Читаем Жизнь в невозможном мире полностью

Лаборатория наша находится в центре острова, с юга омываемого Атлантическим океаном. С северной стороны находится большой спокойный залив, отделяющий Лонг-Айленд от штата Коннектикут. Залив этот всего лишь в трех минутах езды от моего дома, и я часто брожу по его берегам.

Приедается все,Лишь тебе не дано примелькаться.Дни проходят,И годы проходятИ тысячи, тысячи лет.В белой рьяности волн,ПрячасьВ белую пряность акаций,Может, ты-то их,Море,И сводишь, и сводишь на нет.(Б. Пастернак)

Вокруг много живности, главным образом птиц, но также кроликов, енотов, черепах. Природа и пейзаж напоминают мне места на Волге под Самарой, где я вырос. На самой кромке воды чуть ли не самым частым гостем является очень древний обитатель нашей планеты — подковообразный краб. Это жутковатое на вид, хотя и совершенно безобидное существо, достигающее довольно больших размеров (до сорока сантиметров в диаметре). По справкам, этому виду двести пятьдесят, а может, и триста миллионов лет, то есть он на десятки миллионов лет старше самых древних динозавров. Краб этот пережил две страшные планетарные катастрофы: чудовищную засуху пермского периода, когда, по оценкам, погибло восемьдесят процентов живых существ, населяющих землю, и катастрофу конца мелового периода (семьдесят миллионов лет назад), приведшую, в частности, к исчезновению динозавров.

Древнее существо это производит впечатление чего-то не приспособленного к жизни. Будучи перевернуто на спину, оно не может перевернуться обратно. Поэтому берега залива усеяны погибшими или погибающими крабами, беспомощно перебирающими лапками в воздухе. Так что на первый взгляд подковообразный краб — пример плохого инженерного решения, не то что ускоритель или синхротрон. Указывая на него, так и хочется, вослед Мефистофелю, воскликнуть: «Творенье не годится никуда!» Но вот «плохое» это решение служит уже триста миллионов лет. Оно совсем не плохое, так как это примитивное существо на деле доказало, что приспособлено к жизни лучше, чем миллионы других, которых ему удалось пережить. Поэтому к утверждению о том, что процесс усложнения живого движим лишь соображениями выживания, нужно, по-моему, относиться очень критически.

Как читатель, возможно, заметил, в этой книге я воздерживаюсь от изложения собственных научных теорий. Практически весь обсуждаемый мною естественно-научный материал взят из источников, признаваемых в академической среде бесспорными, в значительной мере даже из учебников. Факты эти давно известны, они лишь не осмыслены по причинам, о которых я предоставляю читателю судить самому. Сейчас я собираюсь нарушить это табу и высказать свое мнение касательно области, в которой я не являюсь специалистом.

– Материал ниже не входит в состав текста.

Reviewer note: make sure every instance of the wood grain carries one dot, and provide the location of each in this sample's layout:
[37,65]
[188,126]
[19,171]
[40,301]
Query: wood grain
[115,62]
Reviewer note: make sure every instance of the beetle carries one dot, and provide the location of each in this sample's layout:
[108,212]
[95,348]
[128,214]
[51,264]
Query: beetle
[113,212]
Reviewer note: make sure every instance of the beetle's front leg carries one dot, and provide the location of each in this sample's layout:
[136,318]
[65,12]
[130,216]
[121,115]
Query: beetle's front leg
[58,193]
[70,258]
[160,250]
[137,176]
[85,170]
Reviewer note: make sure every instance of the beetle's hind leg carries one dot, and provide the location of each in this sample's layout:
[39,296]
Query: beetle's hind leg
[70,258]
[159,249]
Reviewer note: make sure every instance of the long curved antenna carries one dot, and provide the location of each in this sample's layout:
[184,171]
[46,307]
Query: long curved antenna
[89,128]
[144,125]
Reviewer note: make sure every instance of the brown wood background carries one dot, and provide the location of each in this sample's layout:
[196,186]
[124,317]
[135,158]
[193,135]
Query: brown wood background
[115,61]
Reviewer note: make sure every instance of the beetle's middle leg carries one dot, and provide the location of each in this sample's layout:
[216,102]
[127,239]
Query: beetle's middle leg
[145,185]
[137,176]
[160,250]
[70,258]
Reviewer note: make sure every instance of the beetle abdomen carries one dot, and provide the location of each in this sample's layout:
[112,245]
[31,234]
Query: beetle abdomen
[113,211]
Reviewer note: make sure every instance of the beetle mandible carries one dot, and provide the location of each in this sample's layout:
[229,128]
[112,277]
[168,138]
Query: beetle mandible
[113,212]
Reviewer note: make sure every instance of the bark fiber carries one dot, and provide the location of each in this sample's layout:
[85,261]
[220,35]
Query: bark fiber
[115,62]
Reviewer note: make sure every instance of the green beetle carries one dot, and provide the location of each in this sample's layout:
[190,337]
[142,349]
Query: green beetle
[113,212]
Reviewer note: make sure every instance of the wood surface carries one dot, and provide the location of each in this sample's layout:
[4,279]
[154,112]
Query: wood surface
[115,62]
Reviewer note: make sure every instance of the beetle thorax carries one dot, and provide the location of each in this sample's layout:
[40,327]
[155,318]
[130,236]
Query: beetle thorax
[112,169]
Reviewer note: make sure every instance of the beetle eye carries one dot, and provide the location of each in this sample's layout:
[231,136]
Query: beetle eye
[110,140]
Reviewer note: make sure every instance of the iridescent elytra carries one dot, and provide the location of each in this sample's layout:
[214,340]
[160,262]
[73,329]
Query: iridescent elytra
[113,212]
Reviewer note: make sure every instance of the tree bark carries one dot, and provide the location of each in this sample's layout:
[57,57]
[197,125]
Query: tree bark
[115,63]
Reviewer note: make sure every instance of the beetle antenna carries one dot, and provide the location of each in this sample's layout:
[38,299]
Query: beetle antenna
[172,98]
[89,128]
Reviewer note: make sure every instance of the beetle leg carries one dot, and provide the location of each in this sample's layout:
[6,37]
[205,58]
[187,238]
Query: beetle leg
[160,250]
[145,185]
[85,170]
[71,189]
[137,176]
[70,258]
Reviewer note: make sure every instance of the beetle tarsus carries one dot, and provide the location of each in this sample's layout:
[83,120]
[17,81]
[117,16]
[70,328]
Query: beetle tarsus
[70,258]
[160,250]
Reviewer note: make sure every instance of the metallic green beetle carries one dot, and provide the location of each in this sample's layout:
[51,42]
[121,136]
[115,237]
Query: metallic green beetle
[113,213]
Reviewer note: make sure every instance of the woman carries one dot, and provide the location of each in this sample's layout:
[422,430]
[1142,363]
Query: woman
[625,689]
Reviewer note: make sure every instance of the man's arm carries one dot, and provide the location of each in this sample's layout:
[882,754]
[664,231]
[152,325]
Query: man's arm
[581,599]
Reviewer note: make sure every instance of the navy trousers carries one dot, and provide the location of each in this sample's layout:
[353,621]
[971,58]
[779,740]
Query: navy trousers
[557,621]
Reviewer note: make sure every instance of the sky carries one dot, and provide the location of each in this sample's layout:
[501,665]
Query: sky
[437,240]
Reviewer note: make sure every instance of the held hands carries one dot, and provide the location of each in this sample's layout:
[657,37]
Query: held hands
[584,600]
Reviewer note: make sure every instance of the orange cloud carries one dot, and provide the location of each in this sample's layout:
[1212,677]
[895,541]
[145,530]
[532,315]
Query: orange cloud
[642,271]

Глядя на подковообразного краба или, например, на тараканов, которые тоже представляют собой почти оптимальную с точки зрения выживания конструкцию, думаешь о том, как странно устроена эволюция. Одни существа остаются неизменными на сотни миллионов лет, другие стремительно меняются. Изменения происходят то медленно, то чрезвычайно быстро. Первые микробы возникли практически сразу после того, как Земля остыла, и в течение почти трех миллиардов лет Землю населяли только одноклеточные существа, а потом вдруг, около 580–530 миллионов лет назад, почти разом (за несколько десятков миллионов лет) возникли все типы ныне существующих многоклеточных. Не один за другим (сначала моллюски, а потом позвоночные, как нас когда-то учили), а все одновременно. Почему так быстро? Почему все типы возникли сразу, а потом не прибавилось ни одного?

Дарвинисты утверждают, что изменения живых существ (эволюция) имеют единственным своим источником случайные мутации. Это утверждение несет в их мировоззрении огромную идеологическую нагрузку. Те особи, в которых мутации приводят к изменениям положительным в смысле выживания, производят больше потомства, и, таким образом, эти изменения закрепляются. Звучит разумно, роль мутаций и отбора я никогда не отрицал. Но вот это «единственно» меня всегда изумляло. Говорят, незачем вводить что-то еще, если теория и так все объясняет. А зачем было вводить в теорию частиц нейтрино, когда хватало вроде бы протона и электрона? И не ввели бы, если бы не было численных оценок, так как увидеть нейтрино было чрезвычайно трудно. Как же можно говорить, что теория все объясняет, если нет надежных математических расчетов, обосновывающих возможность случайной эволюции за период, установленный палеонтологией?